But the other line — “Without recovery plan” — is more instructive. It shows unemployment peaking at 9 percent in 2010 and falling below 7 percent by the end of this year. That’s the line the administration used to scare Congress into passing the single largest economic recovery package in American history. That line is the nightmare scenario.

And yet this is the cold, hard fact of the past three years: The reality has been worse than the administration’s nightmare scenario.

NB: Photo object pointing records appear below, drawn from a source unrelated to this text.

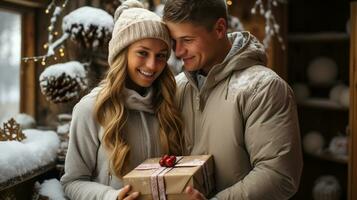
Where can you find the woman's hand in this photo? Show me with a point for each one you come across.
(194, 194)
(123, 194)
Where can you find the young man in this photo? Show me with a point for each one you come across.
(233, 106)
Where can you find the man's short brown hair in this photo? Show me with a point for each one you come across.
(199, 12)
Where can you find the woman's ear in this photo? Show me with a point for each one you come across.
(221, 28)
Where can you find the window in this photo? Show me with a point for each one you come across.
(17, 79)
(10, 60)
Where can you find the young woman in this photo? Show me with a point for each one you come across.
(130, 116)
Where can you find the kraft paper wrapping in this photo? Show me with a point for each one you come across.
(175, 180)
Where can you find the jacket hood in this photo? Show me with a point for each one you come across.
(246, 51)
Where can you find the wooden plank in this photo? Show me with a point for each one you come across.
(352, 168)
(277, 57)
(28, 176)
(28, 78)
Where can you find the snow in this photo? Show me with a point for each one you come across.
(52, 189)
(25, 120)
(88, 16)
(63, 129)
(73, 69)
(18, 158)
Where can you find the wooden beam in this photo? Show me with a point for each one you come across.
(352, 167)
(28, 70)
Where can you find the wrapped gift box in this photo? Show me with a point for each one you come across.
(157, 183)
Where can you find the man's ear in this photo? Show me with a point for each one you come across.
(221, 28)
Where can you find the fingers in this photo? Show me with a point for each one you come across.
(194, 194)
(132, 196)
(123, 194)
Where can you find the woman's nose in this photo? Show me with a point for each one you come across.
(151, 63)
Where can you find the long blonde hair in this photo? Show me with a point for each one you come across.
(112, 115)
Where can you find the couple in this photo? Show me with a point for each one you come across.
(231, 105)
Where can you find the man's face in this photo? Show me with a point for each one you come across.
(195, 45)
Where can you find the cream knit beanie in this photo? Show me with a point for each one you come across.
(133, 23)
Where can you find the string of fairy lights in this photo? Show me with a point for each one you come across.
(272, 28)
(55, 7)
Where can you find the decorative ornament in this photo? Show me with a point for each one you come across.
(89, 27)
(52, 33)
(313, 142)
(167, 161)
(301, 91)
(322, 71)
(64, 82)
(345, 97)
(338, 145)
(234, 24)
(272, 28)
(11, 132)
(326, 187)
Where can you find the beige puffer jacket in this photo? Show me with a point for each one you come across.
(245, 116)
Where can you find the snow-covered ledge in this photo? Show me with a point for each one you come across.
(21, 159)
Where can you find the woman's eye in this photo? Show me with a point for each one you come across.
(142, 53)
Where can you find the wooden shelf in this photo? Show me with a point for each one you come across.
(322, 103)
(326, 155)
(28, 176)
(318, 37)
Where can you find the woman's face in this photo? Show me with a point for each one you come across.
(146, 60)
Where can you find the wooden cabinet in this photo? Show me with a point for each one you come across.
(314, 29)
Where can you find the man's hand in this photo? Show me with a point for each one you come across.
(194, 194)
(123, 194)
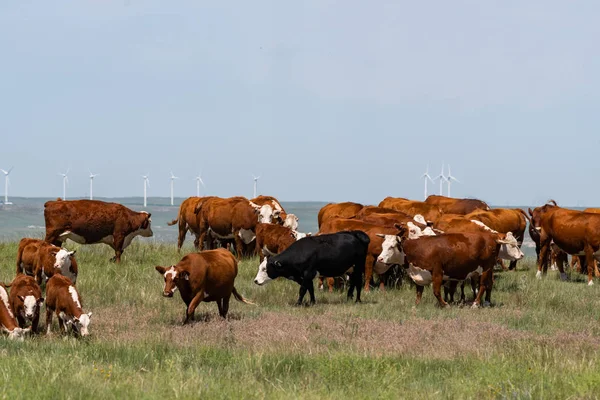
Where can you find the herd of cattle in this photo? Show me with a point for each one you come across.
(441, 241)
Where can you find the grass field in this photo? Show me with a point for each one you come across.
(540, 339)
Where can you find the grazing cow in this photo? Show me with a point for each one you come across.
(428, 211)
(234, 219)
(504, 220)
(41, 259)
(330, 255)
(451, 205)
(446, 257)
(273, 239)
(188, 220)
(8, 322)
(63, 299)
(26, 301)
(93, 221)
(205, 276)
(575, 232)
(375, 242)
(338, 210)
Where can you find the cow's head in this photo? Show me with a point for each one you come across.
(509, 247)
(31, 306)
(265, 213)
(80, 325)
(173, 277)
(145, 230)
(16, 333)
(291, 221)
(268, 270)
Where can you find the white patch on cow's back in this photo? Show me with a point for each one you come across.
(29, 304)
(73, 236)
(74, 296)
(420, 276)
(4, 298)
(246, 235)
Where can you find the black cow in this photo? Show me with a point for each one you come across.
(329, 255)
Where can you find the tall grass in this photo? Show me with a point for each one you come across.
(540, 339)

Even with the stimulus, unemployment shot past 10 percent in 2009.

To understand how the administration got it so wrong, we need to look at the data it was looking at.

The Bureau of Economic Analysis, the agency charged with measuring the size and growth of the U.S. economy, initially projected that the economy shrank at an annual rate of 3.8 percent in the last quarter of 2008. Months later, the bureau almost doubled that estimate, saying the number was 6.2 percent. Then it was revised to 6.3 percent. But it wasn’t until this year that the actual number was revealed: 8.9 percent. That makes it one of the worst quarters in American history. Bernstein and Romer knew in 2008 that the economy had sustained a tough blow; t hey didn’t know that it had been run over by a truck.

There were certainly economists who argued that the recession was going to be worse than the forecasts. Nobel laureates Krugman and Joe Stiglitz were among the most vocal, but they were by no means alone. In December 2008, Bernstein, who had been named Biden’s chief economist, told the Times, “We’ll be lucky if the unemployment rate is below double digits by the end of next year.”

The Cassandras who look, in retrospect, the most prophetic are Carmen Reinhart and Ken Rogoff. In 2008, the two economists were about to publish “This Time Is Different,” their fantastically well-timed study of nine centuries of financial crises. In their view, the administration wasn’t being just a bit optimistic. It was being wildly, tragically optimistic.

That was the dark joke of the book’s title. Everyone always thinks this time will be different: The bubble won’t burst because this time, tulips won’t lose their value, or housing is a unique asset, or sophisticated derivatives really do eliminate risk. Once it bursts, they think their economy will quickly clamber out of the ditch because their workers are smarter and tougher, and their policymakers are wiser and more experienced. But it almost never does.